Table 1: Comparison of fully open and open-weight LLMs on a suite of multilingual benchmarks, averaging over all languages supported by EuroLLM-22B that are present in each benchmark. The table reports scores on HellaSwag, MMLU, MMLU-Pro, ARC-Challenge, MGSM, FLORES, and WMT24++. The Borda Count (Colombo et al., 2022) reflects the average ranking of each model across all benchmarks. Bold values indicate the best overall system for each benchmark, while underscored values denote the best fully open system.

English

Table 2: Comparison of fully open and open-weight LLMs on a suite of English benchmarks. The table reports scores on IFEval, HellaSwag, MMLU, MMLU-Pro, BBH, ARC-Challenge, GPQA, GSM8K, MATH-500, and HumanEval. The Borda Count reflects the average ranking of each model across all benchmarks. Bold values indicate the best overall system for each benchmark, while underscored values denote the best fully open system.

Pre-training

EuroLLM-22B was trained on approximately 4 trillion tokens, using 400 Nvidia H100 GPUs on the MareNostrum5 supercomputer, thanks to an EuroHPC extreme-scale access grant. The training process was carefully structured into three key phases:

1. Initial Pre-training (3.6 trillion tokens) This phase includes the warm-up and constant learning rate stages, during which the model is trained on a mixture of web data alongside higher quality sources such as parallel data, Wikipedia, Arxiv, books, math, code and Apollo datasets. This balanced mix helps the model build a strong multilingual foundation.
2. Annealing (400 billion tokens) During this phase, there is a linear decay of the learning rate and we adjust the data mix to reduce the proportion of web data while increasing the multilingual content and select the highest quality data—by making use of quality filters such as [CometKiwi-22](https://huggingface.co/Unbabel/wmt22-cometkiwi-da) and [EuroFilter](https://huggingface.co/utter-project/EuroFilter-v1). This shift helps the model refine its understanding across diverse languages and domains.
3. Annealing to Zero (100 billion tokens) In this final stage, the learning rate decays linearly to zero. In this phase, the data mix was optimized to be of even higher quality, in order to polish the model's performance, and long context data sources were upsampled to increase the model context window to 32k tokens.

Post-training

During post-training, we adapt EuroLLM to be an instruction-following model capable of handling multi-turn conversations. We start by regenerating the final responses from publicly available datasets using several open models, and keep the best candidate using a reward model. To this data, we add records from other datasets (Nemotron, Hermes-3 and Tulu 3), removing duplicates based on the first prompt. This pipeline shows how EuroLLM can be easily adapted for your use-cases.

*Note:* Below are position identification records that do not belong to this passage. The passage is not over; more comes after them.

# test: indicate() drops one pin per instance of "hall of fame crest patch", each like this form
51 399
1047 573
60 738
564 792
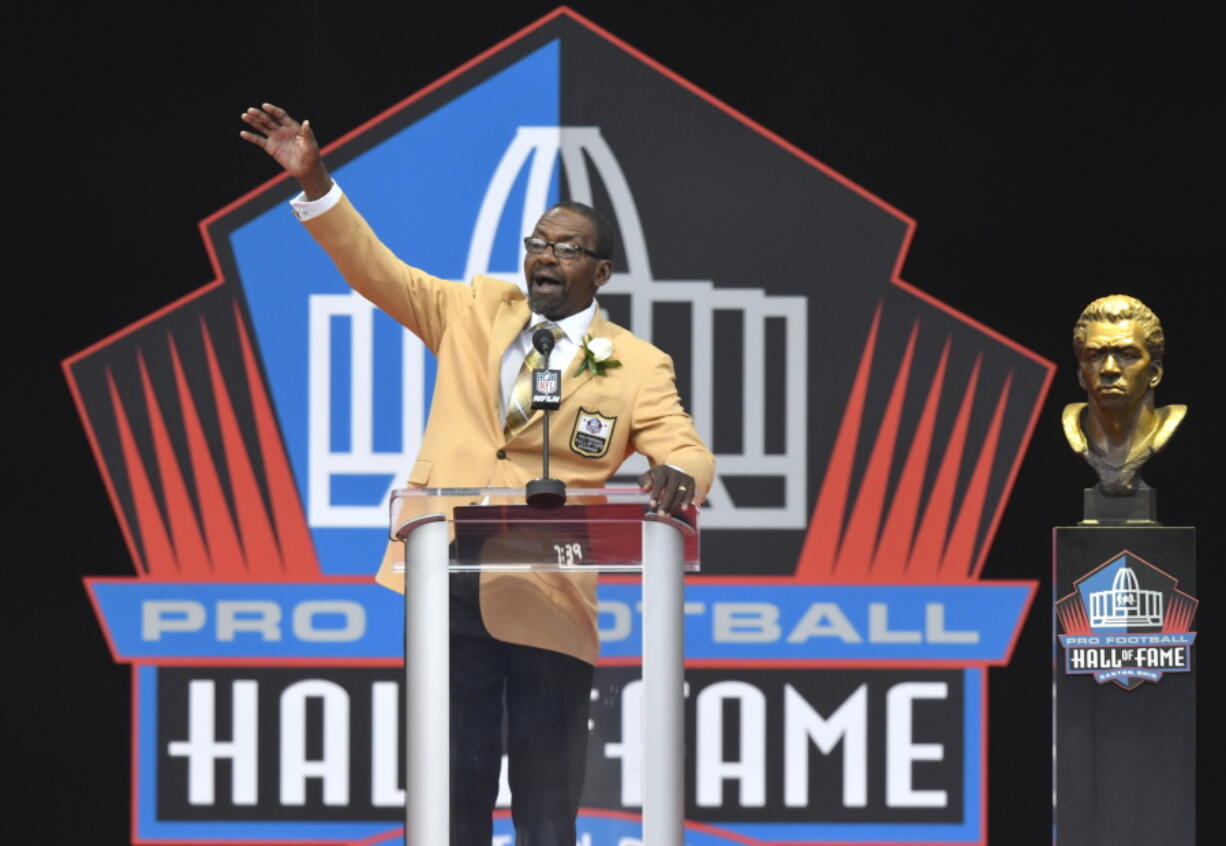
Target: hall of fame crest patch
591 435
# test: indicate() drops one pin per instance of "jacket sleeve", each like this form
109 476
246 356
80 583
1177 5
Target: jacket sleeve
416 299
662 430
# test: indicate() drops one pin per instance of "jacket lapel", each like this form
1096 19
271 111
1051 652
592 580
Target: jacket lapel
600 329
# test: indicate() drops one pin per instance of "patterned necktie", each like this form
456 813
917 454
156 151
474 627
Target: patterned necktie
519 410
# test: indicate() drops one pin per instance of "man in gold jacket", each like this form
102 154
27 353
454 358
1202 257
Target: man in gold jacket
527 638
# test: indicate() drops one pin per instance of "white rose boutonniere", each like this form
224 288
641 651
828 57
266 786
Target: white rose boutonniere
597 356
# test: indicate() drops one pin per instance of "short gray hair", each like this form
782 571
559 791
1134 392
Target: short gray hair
1115 309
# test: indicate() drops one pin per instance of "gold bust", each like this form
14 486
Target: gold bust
1119 347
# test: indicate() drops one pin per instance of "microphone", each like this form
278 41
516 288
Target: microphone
546 492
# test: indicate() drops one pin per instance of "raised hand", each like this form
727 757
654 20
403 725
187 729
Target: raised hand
671 489
292 145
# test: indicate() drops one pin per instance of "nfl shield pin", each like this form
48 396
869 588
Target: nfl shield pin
591 435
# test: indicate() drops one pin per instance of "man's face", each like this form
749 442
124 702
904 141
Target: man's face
559 288
1116 369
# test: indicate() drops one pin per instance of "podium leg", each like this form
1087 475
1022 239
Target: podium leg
663 679
428 688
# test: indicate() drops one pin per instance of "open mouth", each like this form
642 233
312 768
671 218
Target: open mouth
546 283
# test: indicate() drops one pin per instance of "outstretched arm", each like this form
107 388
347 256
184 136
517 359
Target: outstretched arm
292 145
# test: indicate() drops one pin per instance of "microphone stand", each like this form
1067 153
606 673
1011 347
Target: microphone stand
546 492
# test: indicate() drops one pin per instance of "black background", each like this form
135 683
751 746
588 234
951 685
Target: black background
1050 156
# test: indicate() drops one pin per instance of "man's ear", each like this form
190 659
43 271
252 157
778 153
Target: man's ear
1155 373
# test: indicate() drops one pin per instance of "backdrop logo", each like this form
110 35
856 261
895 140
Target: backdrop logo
867 438
1128 623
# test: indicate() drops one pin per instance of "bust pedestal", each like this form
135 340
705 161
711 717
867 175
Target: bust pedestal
1124 679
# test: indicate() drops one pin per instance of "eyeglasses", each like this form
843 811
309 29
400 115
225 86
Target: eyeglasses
563 249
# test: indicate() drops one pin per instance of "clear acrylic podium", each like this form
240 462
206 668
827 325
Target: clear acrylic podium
473 530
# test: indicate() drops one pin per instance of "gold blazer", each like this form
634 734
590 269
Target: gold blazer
468 327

The model excels at translation tasks being capable of translating across all official EU languages, matching or outperforming strong models like Gemma-3-27B, Qwen-3-32B and Apertus-70B. Furthermore, when it comes to general benchmarks, it is the best EU-made fully open model.

Bias, Risks, and Limitations

EuroLLM-22B has not been aligned to human preferences, so the model may generate problematic outputs (e.g., hallucinations, harmful content, or false statements).